Logistic and other regressions#
In this section we will implement some of the GLMs.
Task 21
Notice that we are importing one new item from numpyro.infer
this time: init_to_median
. Research what it is doing. What are the available alternatives?
import time
import os
import numpy as np
import jax
import jax.numpy as jnp
from jax import random
import numpyro
import numpyro.distributions as dist
from numpyro.infer import MCMC, NUTS, init_to_median
import matplotlib.pyplot as plt
import arviz as az
numpyro.set_platform("cpu")
numpyro.set_host_device_count(4)
rng_key = random.PRNGKey(67)
/opt/hostedtoolcache/Python/3.11.10/x64/lib/python3.11/site-packages/tqdm/auto.py:21: TqdmWarning: IProgress not found. Please update jupyter and ipywidgets. See https://ipywidgets.readthedocs.io/en/stable/user_install.html
from .autonotebook import tqdm as notebook_tqdm
Logistic regression: one dimensional version#
Let us simulate some data for Logistic regression and define a logistic regression model using Numpyro. We will need to choose priors for the intercept alpha
and for the coefficients beta
. We then will use the NUTS sampler to obtain posterior samples for alpha
and beta
from the Bayesian model. Finally, we will print the posterior means of the parameters.
# Generate synthetic data
np.random.seed(42)
X = np.random.randn(100, 1)
true_beta = jnp.array([ -2.0])
true_alpha = 0.5
logits = jnp.dot(X, true_beta) + true_alpha
probs = 1.0 / (1.0 + jnp.exp(-logits))
y = np.random.binomial(1, probs)
plt.scatter(X, y)
<matplotlib.collections.PathCollection at 0x7f3be0c68d50>
# Define the logistic regression model
def logistic_regression_model(X, y=None):
# dimesionality of X, i.e the number of features
num_features = X.shape[1]
# nummber of data points
num_data = X.shape[0]
# Priors
alpha = numpyro.sample('alpha', dist.Normal(0, 1))
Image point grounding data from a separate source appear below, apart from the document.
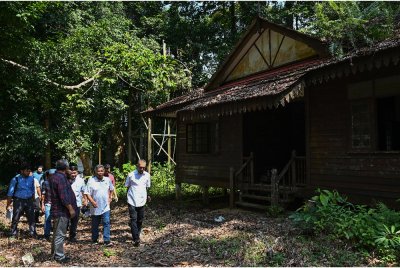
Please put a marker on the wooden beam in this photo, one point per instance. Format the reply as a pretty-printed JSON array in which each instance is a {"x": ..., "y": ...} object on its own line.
[
  {"x": 231, "y": 188},
  {"x": 149, "y": 147},
  {"x": 206, "y": 200},
  {"x": 169, "y": 139},
  {"x": 178, "y": 190},
  {"x": 162, "y": 149},
  {"x": 129, "y": 128}
]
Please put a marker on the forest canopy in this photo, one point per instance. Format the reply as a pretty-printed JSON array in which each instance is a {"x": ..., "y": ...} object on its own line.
[{"x": 70, "y": 70}]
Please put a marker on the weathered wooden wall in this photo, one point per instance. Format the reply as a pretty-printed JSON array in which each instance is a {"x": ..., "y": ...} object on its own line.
[
  {"x": 211, "y": 169},
  {"x": 363, "y": 176}
]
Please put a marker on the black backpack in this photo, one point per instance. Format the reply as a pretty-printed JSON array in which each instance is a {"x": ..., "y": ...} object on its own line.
[{"x": 16, "y": 185}]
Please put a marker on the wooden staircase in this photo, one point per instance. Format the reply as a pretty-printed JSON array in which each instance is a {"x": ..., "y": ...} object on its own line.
[{"x": 279, "y": 189}]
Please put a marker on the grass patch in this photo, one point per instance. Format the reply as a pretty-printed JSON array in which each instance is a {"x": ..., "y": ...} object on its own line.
[
  {"x": 3, "y": 259},
  {"x": 108, "y": 252},
  {"x": 255, "y": 253}
]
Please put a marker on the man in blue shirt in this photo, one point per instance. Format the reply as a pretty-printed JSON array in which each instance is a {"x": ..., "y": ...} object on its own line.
[
  {"x": 38, "y": 176},
  {"x": 22, "y": 194}
]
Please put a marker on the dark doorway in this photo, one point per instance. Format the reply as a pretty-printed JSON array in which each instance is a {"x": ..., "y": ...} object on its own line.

beta = numpyro.sample('beta', dist.Normal(jnp.zeros(num_features), jnp.ones(num_features)))
# precompute logits, i.e. the linear predictor
logits = alpha + jnp.dot(X, beta)
# likelihood. Remember how to use plates?
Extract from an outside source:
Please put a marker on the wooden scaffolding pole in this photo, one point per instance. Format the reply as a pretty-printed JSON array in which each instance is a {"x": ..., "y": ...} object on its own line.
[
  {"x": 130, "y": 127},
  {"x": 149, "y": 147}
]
with numpyro.plate('data', num_data):
numpyro.sample('obs', dist.Bernoulli(logits=logits), obs=y)
# Define the number of MCMC samples and the number of warmup steps
num_samples = 1000
num_warmup = 500
# Run NUTS sampler
nuts_kernel = NUTS(logistic_regression_model)
mcmc = MCMC(nuts_kernel, num_samples=num_samples, num_warmup=num_warmup, progress_bar=False)
mcmc.run(rng_key, X=X, y=y)
# Get posterior samples
samples = mcmc.get_samples()
# Print posterior statistics
print("Posterior mean of alpha:", jnp.mean(samples['alpha']))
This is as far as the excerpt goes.